One of their first big cases was Joint Enterprise Not Guilty by Association (JENGbA), a campaign group for family members fighting for justice on behalf of those imprisoned under the law of joint enterprise. In February 2016, JENGbA used CrowdJustice to fund its intervention in the Supreme Court – the first ever to be crowdfunded at the highest level – and was successful in changing the law, which had been "wrongly interpreted for 30 years", according to Lord Neuberger, president of the Supreme Court.

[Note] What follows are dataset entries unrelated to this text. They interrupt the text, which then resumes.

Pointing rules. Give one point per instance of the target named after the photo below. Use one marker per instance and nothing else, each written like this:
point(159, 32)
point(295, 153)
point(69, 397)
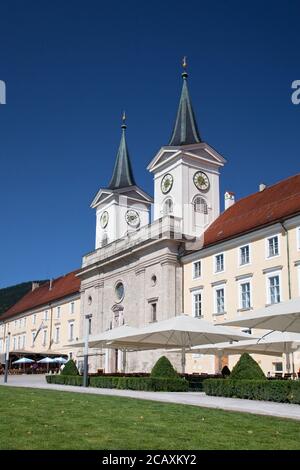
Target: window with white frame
point(57, 334)
point(197, 304)
point(58, 312)
point(219, 263)
point(71, 331)
point(273, 246)
point(196, 269)
point(274, 289)
point(44, 337)
point(244, 255)
point(245, 295)
point(220, 300)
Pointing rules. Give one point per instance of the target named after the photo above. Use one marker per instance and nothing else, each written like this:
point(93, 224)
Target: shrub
point(64, 379)
point(104, 382)
point(225, 371)
point(70, 368)
point(247, 369)
point(282, 391)
point(163, 369)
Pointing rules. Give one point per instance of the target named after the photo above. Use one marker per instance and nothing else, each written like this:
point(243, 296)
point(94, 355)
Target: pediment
point(200, 151)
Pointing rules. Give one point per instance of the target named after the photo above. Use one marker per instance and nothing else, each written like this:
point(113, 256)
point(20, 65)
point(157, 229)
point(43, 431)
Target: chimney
point(229, 199)
point(262, 187)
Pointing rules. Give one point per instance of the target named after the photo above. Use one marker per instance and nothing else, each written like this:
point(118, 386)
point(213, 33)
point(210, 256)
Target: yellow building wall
point(257, 277)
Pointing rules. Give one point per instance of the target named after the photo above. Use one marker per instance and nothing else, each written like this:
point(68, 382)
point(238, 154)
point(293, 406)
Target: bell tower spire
point(122, 176)
point(185, 130)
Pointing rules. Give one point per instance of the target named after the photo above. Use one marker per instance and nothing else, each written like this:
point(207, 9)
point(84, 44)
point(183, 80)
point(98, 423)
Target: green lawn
point(46, 419)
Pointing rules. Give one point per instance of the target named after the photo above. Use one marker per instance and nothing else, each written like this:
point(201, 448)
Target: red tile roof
point(273, 204)
point(61, 287)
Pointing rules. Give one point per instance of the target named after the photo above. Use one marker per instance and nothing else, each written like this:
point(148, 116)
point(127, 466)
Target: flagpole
point(7, 357)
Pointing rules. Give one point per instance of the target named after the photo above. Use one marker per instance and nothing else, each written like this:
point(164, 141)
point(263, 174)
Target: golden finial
point(184, 65)
point(124, 120)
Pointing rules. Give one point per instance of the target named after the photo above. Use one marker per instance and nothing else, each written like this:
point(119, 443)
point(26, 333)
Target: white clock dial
point(132, 218)
point(167, 183)
point(104, 219)
point(201, 181)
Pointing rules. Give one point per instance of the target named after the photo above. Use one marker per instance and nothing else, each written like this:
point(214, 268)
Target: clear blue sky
point(72, 66)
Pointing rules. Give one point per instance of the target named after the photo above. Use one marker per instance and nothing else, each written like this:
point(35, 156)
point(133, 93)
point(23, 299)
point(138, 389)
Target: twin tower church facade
point(135, 275)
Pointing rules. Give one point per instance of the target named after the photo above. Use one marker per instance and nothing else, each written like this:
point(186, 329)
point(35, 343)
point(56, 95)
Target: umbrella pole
point(183, 360)
point(124, 361)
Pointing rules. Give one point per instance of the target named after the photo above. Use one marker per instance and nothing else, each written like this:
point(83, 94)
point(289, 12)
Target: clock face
point(167, 183)
point(104, 219)
point(132, 218)
point(201, 181)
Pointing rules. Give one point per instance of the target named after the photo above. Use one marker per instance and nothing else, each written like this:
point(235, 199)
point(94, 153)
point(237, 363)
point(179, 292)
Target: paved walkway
point(282, 410)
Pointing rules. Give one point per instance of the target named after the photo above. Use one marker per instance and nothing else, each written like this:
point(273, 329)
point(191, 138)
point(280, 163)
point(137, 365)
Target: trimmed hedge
point(247, 369)
point(283, 391)
point(163, 369)
point(141, 383)
point(104, 382)
point(64, 379)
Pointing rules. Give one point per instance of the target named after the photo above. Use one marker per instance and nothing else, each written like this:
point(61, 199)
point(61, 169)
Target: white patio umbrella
point(275, 343)
point(284, 316)
point(182, 331)
point(24, 360)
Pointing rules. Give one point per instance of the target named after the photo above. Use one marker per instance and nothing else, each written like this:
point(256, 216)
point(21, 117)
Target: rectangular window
point(274, 289)
point(71, 331)
point(44, 337)
point(196, 269)
point(219, 263)
point(244, 255)
point(220, 300)
point(245, 295)
point(57, 332)
point(197, 304)
point(273, 246)
point(153, 312)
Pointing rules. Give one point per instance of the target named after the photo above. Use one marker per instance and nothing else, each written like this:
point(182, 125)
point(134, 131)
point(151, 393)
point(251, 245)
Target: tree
point(70, 368)
point(247, 368)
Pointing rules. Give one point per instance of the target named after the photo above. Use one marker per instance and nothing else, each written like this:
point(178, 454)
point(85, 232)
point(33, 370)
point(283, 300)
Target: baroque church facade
point(135, 276)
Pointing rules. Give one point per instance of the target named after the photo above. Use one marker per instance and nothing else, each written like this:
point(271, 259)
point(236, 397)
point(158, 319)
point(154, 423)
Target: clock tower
point(186, 172)
point(122, 207)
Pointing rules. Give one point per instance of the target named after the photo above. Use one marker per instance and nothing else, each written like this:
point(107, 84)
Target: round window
point(119, 290)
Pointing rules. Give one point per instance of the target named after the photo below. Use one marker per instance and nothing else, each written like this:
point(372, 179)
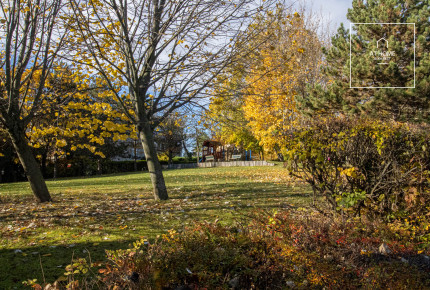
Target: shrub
point(271, 250)
point(364, 166)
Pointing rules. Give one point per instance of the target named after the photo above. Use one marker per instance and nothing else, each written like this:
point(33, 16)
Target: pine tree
point(389, 65)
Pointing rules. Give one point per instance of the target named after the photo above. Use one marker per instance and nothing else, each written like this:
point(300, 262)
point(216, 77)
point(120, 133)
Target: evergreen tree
point(381, 55)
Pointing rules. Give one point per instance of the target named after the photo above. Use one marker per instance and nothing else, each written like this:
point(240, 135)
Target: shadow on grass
point(19, 265)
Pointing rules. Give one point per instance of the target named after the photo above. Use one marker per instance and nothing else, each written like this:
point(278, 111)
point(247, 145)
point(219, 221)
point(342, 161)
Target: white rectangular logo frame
point(350, 59)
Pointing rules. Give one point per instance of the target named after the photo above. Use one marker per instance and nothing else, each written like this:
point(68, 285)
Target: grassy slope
point(89, 215)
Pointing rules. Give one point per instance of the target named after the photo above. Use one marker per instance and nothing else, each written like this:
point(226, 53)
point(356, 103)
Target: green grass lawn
point(89, 215)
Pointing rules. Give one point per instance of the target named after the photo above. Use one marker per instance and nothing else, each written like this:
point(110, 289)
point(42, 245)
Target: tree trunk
point(31, 167)
point(154, 166)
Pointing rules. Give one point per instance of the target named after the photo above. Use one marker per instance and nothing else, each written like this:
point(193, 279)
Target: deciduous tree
point(30, 43)
point(164, 54)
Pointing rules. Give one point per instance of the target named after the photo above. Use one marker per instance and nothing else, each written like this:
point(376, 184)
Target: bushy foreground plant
point(301, 249)
point(362, 166)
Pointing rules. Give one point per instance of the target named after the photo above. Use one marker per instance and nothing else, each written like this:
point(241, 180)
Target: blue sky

'The JENGbA case was a powerful way of people coming together to create real change through the law," says Salasky. Publicity generated by such high profile cases creates "a virtuous circle", she explains. "The more people who know about a case, the more they are likely to give and to engage with different issues. There's a huge cross-fertilisation, so people who give to one case may well give to another."

JENGbA used CrowdJustice to fund its intervention in the Supreme Court – the first ever to be crowdfunded at the highest level – and was successful in changing the law

Following the Chilcot report, the Iraq War Families Campaign Group, which represents the families of the 179 British servicemen and women killed in the conflict, raised £150,000 on CrowdJustice. They are seeking to "bring to justice those responsible for the war". Donors also funded a legal bid by Labour party members over a vote in the leadership election. CrowdJustice has seen cases from firms such as Bindmans, Leigh Day and Irwin Mitchell.

Many cases on the platform have focused on environmental and planning issues, like the local residents challenging the decision to put a permanent cruise liner on the Thames near Greenwich, because of potential pollution. They have also seen personal cases where people are trying, for example, to pay for employment tribunal fees.

"Doing something new in an industry that is naturally conservative, you have to overcome existing habits and ways of doing things in a way that benefits everybody," explains Salasky. "CrowdJustice enables individuals and community groups to access the legal system but it's also a way for lawyers who can't afford to take all their cases pro bono to get paid, and for important legal issues to get heard before the courts. That benefits society as a whole."

Surprisingly, there is nothing comparable yet in Canada, Australia, or her native US – at least nothing quite like the CrowdJustice donation-based model. But Salasky has ambitions. "We're looking at the US," she says. "We already have a lot of US traffic to the site and significant inbound interest from people who want to crowdfund US cases." Ideally, expanding into the US would involve "building local credibility and looking to establish good relationships with top public interest firms, charities and NGOs".